Desde hace tiempo tengo la certeza de que ya he vivido los mejores años y que todo lo que queda a partir de ahora es desconsuelo, apatía y muerte (todavía me cuesta escribir esta palabra).

Intento no recrearme en la nostalgia – es cálida pero incómoda y resulta aburrida hasta para mí – pero a la vez me resulta complicado pensar en el futuro. Lo que queda por venir no parece del todo favorable y cada vez existen menos clavos ardiendo a los que agarrarme.

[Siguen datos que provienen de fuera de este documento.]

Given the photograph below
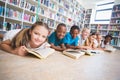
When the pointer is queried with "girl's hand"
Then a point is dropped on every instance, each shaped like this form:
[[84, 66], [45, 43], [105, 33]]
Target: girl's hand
[[21, 51]]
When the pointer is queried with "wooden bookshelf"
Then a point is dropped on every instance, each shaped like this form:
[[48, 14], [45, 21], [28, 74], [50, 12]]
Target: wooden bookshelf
[[53, 12], [114, 27]]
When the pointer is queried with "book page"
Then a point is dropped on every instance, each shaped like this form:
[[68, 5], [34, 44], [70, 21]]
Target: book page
[[41, 53]]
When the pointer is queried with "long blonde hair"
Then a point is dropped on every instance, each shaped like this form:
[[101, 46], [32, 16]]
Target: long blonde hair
[[22, 38]]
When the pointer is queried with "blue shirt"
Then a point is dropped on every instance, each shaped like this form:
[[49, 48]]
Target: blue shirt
[[54, 40], [70, 40]]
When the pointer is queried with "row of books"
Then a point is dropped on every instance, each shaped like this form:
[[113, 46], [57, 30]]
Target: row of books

Me niego a distraerme del presente con mi yo del pasado. No quiero pensar más en cómo era, en cómo vestía, en cómo besaba, en cómo se ilusionaba. ¿Se puede acabar con uno mismo, con la parte que fue y no será jamás? No sé cuándo empecé a romperme. No sé cuándo dejé de ser atractiva.

A menudo caigo en el placer culpable de imaginar mi vida en paralelo. La de noches que me utilizo nuestro cuento para dormirme: es divertido y a veces confortable, pero volver a la realidad es duro. Como cuando te pasas con el alcohol: en el momento todo suena fascinante pero a la mañana siguiente el cuerpo lo sufre y la huella del ridículo es imborrable.

Me pregunto muy en serio si esto ya es para siempre.